Black Thought took to Instagram to express his feeling about the passing of Malik. The MC reminisced on how the duo “resurrected a city from the ashes, put it on our backs and called it Illadelph,” and “created a lane together where there was none.” Black Thought went on to write, “I always wanted to change you, to somehow sophisticate your outlook and make you see that there were far more options than the streets, only to realize that you and the streets were one… and there was no way to separate a man from his true self. My beloved brother M-illitant. I can only hope to have made you as proud as you made me. The world just lost a real one. May Allah pardon you, forgive your sins and grant you the highest level of paradise.”
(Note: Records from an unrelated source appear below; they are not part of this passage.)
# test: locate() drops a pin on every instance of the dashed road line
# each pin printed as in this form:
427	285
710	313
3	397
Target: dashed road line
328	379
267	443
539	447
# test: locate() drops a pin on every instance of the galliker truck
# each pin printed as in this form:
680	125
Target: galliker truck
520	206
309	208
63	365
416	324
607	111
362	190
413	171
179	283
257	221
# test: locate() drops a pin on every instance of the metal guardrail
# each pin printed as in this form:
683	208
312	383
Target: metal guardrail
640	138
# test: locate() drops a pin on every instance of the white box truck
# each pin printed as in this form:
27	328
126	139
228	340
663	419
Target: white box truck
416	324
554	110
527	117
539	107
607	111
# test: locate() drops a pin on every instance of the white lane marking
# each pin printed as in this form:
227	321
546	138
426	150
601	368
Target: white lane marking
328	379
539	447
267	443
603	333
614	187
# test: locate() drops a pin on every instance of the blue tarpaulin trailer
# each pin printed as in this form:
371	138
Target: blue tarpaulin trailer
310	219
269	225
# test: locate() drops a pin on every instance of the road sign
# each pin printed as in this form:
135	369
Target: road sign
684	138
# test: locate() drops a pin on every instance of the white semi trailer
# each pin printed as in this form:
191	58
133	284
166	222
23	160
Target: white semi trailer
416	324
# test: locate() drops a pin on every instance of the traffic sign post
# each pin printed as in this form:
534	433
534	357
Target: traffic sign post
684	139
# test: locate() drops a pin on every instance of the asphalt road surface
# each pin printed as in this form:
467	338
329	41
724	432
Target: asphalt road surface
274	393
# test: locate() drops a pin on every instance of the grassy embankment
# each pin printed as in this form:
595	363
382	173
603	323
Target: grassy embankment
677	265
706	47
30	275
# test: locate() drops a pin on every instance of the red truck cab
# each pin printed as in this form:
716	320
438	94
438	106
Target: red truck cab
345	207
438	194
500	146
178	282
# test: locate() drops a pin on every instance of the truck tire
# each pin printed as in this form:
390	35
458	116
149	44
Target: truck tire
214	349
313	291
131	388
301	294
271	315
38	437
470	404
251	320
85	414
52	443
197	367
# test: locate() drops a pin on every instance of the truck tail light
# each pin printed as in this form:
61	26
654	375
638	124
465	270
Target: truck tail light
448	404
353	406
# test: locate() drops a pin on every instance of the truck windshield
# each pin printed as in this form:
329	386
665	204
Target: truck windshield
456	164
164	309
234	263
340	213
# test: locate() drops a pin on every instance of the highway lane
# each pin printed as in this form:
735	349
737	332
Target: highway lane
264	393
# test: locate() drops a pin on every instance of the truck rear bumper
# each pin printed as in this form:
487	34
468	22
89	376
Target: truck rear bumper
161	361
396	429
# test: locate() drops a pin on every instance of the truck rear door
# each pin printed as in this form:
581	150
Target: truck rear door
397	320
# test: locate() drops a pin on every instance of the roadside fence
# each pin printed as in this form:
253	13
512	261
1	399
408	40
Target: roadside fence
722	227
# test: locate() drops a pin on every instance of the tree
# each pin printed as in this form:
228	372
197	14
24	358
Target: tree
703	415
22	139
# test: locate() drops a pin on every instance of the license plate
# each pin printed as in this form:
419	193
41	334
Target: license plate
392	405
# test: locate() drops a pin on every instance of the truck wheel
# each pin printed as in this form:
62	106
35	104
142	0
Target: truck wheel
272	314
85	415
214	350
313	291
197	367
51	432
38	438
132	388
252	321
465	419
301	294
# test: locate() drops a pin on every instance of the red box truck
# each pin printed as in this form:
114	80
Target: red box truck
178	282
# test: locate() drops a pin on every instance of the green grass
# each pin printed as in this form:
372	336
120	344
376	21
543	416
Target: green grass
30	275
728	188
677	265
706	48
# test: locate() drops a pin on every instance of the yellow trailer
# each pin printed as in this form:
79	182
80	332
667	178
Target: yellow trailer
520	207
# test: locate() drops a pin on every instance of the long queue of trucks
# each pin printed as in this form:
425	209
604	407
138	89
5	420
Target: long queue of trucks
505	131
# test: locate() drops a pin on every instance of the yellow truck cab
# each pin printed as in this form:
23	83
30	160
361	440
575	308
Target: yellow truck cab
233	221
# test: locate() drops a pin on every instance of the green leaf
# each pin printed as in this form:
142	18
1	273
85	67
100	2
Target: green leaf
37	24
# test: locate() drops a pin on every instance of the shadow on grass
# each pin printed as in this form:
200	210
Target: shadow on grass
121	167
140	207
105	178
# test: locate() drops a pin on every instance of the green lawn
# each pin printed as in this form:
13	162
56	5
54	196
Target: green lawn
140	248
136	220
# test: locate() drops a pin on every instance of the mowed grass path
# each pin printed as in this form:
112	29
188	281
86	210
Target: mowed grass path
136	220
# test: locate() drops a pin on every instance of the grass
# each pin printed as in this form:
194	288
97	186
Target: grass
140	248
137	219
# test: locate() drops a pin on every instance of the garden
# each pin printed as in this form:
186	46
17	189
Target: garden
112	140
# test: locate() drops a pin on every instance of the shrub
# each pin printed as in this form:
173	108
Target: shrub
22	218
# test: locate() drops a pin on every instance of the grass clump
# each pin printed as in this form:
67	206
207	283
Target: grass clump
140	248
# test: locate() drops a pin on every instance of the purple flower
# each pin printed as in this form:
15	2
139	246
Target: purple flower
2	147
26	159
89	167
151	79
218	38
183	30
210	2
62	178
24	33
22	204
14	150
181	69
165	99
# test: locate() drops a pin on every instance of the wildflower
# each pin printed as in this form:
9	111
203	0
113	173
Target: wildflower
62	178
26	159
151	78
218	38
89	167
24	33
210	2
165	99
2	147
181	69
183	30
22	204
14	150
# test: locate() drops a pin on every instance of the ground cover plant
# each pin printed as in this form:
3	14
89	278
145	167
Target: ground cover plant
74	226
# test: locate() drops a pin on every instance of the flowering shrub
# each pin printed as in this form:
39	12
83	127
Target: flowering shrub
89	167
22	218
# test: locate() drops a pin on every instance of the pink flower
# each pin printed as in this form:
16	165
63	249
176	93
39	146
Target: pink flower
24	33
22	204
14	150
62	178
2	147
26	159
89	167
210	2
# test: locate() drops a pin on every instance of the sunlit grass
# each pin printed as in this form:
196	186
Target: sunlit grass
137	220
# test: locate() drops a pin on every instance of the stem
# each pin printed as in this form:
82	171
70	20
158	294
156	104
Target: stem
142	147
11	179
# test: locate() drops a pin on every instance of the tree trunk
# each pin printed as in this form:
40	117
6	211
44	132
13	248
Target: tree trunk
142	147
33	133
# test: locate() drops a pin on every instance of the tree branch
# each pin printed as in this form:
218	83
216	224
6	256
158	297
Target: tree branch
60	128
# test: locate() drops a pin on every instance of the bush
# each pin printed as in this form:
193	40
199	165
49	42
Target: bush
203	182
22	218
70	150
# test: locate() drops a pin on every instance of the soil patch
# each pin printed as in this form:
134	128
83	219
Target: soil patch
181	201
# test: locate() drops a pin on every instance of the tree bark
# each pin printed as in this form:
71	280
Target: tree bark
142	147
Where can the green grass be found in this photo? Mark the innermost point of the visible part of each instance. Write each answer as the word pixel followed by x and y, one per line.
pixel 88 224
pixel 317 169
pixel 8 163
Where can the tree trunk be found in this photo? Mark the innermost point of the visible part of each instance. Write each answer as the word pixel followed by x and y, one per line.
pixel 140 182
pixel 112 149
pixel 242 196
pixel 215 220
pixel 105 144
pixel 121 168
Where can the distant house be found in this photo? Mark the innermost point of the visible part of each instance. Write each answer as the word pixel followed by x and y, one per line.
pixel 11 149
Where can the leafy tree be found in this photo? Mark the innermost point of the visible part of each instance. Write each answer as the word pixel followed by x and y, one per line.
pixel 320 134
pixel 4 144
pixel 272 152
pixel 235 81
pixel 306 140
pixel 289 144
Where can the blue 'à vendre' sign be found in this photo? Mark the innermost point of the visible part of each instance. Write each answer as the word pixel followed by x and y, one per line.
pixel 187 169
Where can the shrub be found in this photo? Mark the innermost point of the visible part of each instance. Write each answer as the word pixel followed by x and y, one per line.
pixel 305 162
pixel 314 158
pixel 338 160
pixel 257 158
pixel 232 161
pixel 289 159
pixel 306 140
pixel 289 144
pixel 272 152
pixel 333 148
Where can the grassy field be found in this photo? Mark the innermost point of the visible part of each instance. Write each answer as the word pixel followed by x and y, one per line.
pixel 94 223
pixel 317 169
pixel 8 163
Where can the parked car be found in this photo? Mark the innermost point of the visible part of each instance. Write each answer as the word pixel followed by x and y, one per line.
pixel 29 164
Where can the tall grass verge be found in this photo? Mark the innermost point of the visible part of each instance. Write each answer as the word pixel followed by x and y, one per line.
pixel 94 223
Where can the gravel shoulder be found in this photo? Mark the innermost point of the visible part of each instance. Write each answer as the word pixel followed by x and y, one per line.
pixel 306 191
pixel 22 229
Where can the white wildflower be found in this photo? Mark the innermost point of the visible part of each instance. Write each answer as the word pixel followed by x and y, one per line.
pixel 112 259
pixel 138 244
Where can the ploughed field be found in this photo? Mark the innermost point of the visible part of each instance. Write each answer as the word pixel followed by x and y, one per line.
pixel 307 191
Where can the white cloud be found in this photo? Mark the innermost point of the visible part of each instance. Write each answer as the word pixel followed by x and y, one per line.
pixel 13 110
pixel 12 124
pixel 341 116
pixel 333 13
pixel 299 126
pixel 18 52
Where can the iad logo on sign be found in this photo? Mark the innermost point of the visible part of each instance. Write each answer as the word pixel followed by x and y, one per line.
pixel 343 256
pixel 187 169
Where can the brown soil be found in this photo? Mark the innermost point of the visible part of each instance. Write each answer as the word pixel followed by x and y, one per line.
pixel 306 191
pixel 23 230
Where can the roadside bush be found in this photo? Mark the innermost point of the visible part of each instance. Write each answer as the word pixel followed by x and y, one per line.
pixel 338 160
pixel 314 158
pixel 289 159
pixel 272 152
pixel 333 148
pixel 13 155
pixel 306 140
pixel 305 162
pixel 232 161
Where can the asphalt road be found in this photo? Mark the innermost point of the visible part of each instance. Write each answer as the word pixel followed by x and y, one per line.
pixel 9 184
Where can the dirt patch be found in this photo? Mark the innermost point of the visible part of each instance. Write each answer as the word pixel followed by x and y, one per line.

Malik’s musical legacy with the Roots is still being felt today; the group’s ability to meld classic hip hop bars with live instrumentation and jazz sampling was some of the best early combinations of jazz and hip hop. Although electronic sampling took the place of instrumentation in rap throughout the 2000’s, it has made a strong return throughout the 2010’s, as artists like Anderson .Paak and Kendrick Lamar have embraced live instrumentation and jazz to use with hip hop, reviving its popularity. As series like NPR Tiny Desk continue to soar in popularity, the need for artists to embrace live instrumentation will only increase. Groups like the Roots were some of the early pioneers of melding hip hop with elements of jazz and live instrumentation, and their impact on hip hop and music as a whole will continue to be felt for decades to come.